If nothing else, The Wrestler made me want to grow my hair out, strap on some tight-ass black leather pants, and blast some serious eighties hair metal. When the title character, Randy “The Ram” Robinson, declares, “Fuckin’ eighties man. Best shit ever,” I felt myself nodding in approval even though I barely remember the decade seeing as I was nine when it’s awesomeness came to a close. But all throughout high school, thanks to Jeff “The Body” Phillips, eighties music was the shit. Poison, Bon Jovi, Skid Row, Cinderella, Def Leopard, LA Guns—we tried valiantly to revive the eighties during the late nineties on the suburban South Shore of Massachusetts, and we did a pretty decent job. We convinced our graduating class that our senior prom song should be “The Search is Over” by Survivor, and we performed as Poison along with two other friends during our school’s mock male beauty pageant. Jeff and I would cruise in his tomato red Honda CRX with the sunroof open, eighties music shredding it up. Now, thanks to The Wrestler, eighties music receives two hours of glorious revival.

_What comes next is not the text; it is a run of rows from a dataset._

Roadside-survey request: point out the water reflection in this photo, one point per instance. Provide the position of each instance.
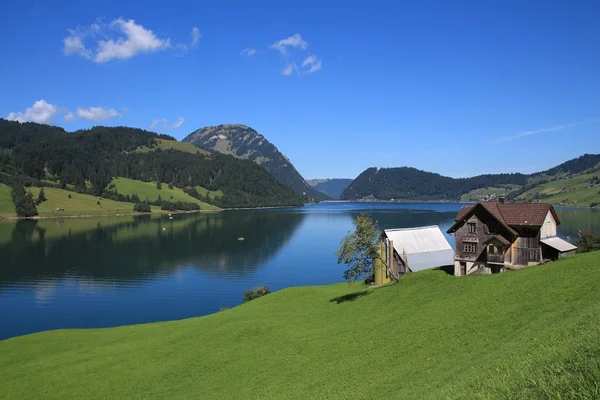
(141, 247)
(77, 273)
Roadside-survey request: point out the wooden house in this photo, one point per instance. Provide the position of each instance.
(410, 250)
(491, 237)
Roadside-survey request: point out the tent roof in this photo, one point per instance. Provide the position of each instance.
(425, 247)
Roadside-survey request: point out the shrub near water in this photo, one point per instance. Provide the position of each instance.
(256, 292)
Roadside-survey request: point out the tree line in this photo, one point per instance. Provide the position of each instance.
(43, 155)
(413, 184)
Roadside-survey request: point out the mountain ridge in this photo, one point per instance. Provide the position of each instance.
(87, 161)
(408, 183)
(244, 142)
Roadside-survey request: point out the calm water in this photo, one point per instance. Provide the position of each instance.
(80, 273)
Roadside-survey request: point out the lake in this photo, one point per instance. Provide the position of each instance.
(102, 272)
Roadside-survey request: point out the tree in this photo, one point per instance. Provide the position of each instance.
(588, 241)
(41, 197)
(358, 250)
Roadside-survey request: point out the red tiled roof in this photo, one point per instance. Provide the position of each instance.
(463, 211)
(525, 214)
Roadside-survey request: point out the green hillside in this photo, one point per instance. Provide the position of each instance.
(519, 335)
(581, 190)
(79, 204)
(148, 190)
(7, 208)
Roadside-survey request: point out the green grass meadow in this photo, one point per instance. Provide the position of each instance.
(573, 188)
(79, 204)
(7, 208)
(528, 334)
(148, 190)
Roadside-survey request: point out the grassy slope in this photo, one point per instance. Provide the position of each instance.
(148, 190)
(7, 208)
(174, 145)
(572, 188)
(79, 204)
(429, 336)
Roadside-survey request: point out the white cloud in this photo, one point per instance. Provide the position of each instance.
(535, 132)
(121, 39)
(248, 51)
(292, 41)
(158, 121)
(162, 123)
(289, 69)
(196, 35)
(313, 63)
(178, 123)
(41, 112)
(97, 113)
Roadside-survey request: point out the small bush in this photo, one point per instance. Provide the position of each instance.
(588, 241)
(256, 292)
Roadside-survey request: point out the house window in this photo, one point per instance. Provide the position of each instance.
(470, 247)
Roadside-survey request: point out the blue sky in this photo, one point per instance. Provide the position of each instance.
(458, 88)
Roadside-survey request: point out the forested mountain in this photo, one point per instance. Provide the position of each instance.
(332, 187)
(406, 183)
(245, 143)
(412, 184)
(87, 160)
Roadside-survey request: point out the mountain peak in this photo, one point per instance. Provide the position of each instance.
(241, 141)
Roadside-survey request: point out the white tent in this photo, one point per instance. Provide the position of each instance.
(425, 247)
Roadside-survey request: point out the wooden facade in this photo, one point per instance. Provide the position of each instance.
(493, 237)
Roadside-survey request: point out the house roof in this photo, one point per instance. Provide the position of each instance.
(511, 214)
(425, 247)
(558, 243)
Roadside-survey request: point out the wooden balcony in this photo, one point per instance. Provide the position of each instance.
(495, 258)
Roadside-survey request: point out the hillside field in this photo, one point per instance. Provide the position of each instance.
(148, 190)
(79, 204)
(565, 191)
(7, 207)
(524, 334)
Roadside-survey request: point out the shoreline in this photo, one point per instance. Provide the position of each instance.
(38, 217)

That said, The Wrestler is a small picture about small people living in a small world who still cling to big dreams. Randy, played by Mickey Rourke in one of those performances fully deserving of its hyperbole, is a relic of the 80s, a professional wrestler who once wrestled in Madison Square Garden, but at the start of the film is relegated to a school’s gymnasium. Washed-up, beat-up, and bulked up with all sorts of roids, Randy is a pathetic creature who probably banged fine-ass bitches in his hey-day, but now needs to get off on the occasional curiosity fuck, like a woman who knows of him because her brother followed Randy’s career. Most of the film consists of director Darren Aronofsky following Randy around his depressed Jersey milieu, whether it’s the local strip joint, supermarket, trailer parks, or American legion halls where he still wrestles, clinging with every fiber in his body to the fading remnants of his past. This film is a far cry aesthetically from Aronofsky’s previous fever dream films, which were pitched at maximum volume, but Aronofsky achieves an admirable documentary verisimilitude that is well suited for this tale.
A lot of people have commented on how it’s impossible to separate the main character’s career trajectory with that of the actor playing the part, and it’s easy to see why. Rourke was a ridiculously prodigious acting talent who exploded in the eighties in films such as Body Heat, Diner, Angel Heart, Barfly. Dude was the shit. Then the nineties happened and he became a punchline. I believe it cannot be denied that Rourke’s own personal story influenced his take on this character, but I don’t want this review to turn into US Weekly. The performance speaks for itself, specifically the image of Rourke—his hearing aid, his reading glasses, his taped together vest and coat, his pitted, mashed-in face. This is a role that demands presence and Rourke has it. He doesn’t need Shakespearean dialogue to let us in on his pain, his regret, his desire to be loved. You sense it in his voice, but you bear witness to it in his actions, most vividly in the wrestling ring scenes. If Rourke equals Randy, then film equals professional wrestling: a scripted artifice that sustains a grasp on reality because of participatory individuals. No matter how fantastic or unbelievable a scenario may seem in either the film or the wrestling universe, the dependence on accepting these temporary illusions establishes an alternate reality (even if only for a couple of hours). And the characters who create these illusionary realities (film directors/actors/writers/wrestlers) are flesh and blood, so when they willingly expose themselves to us, the audience, a tacit collaboration results and fuses us together to create a symbiotic union between real and fake.
I’m happy Aronofsky, Rourke, Marissa Tomei, and Evan Rachel Woods keep the film rooted; they don’t overplay the story’s modest delights, and the actors don’t over-emote and cry out for Oscar attention (Unlike the actors in Doubt). Everything retains its simplicity, which is how it should be. The film ends on a perfect grace note—Randy/Rourke gives a speech thanking his fans for all of their support before he leaps down from the top ropes and vanishes from the frame, his disappearance the final magic trick that links the character/actor to his audience. Out of sight, never out of mind, Rourke and Aronofsky do justice to the irrefutable fact that everybody wants to have an audience, and everybody needs to be acknowledged for their being. Because even when we disappear, we’re never truly gone.
PS – Bruce Springsteen was robbed. His song, played over the closing credits, complements the film’s tale perfectly.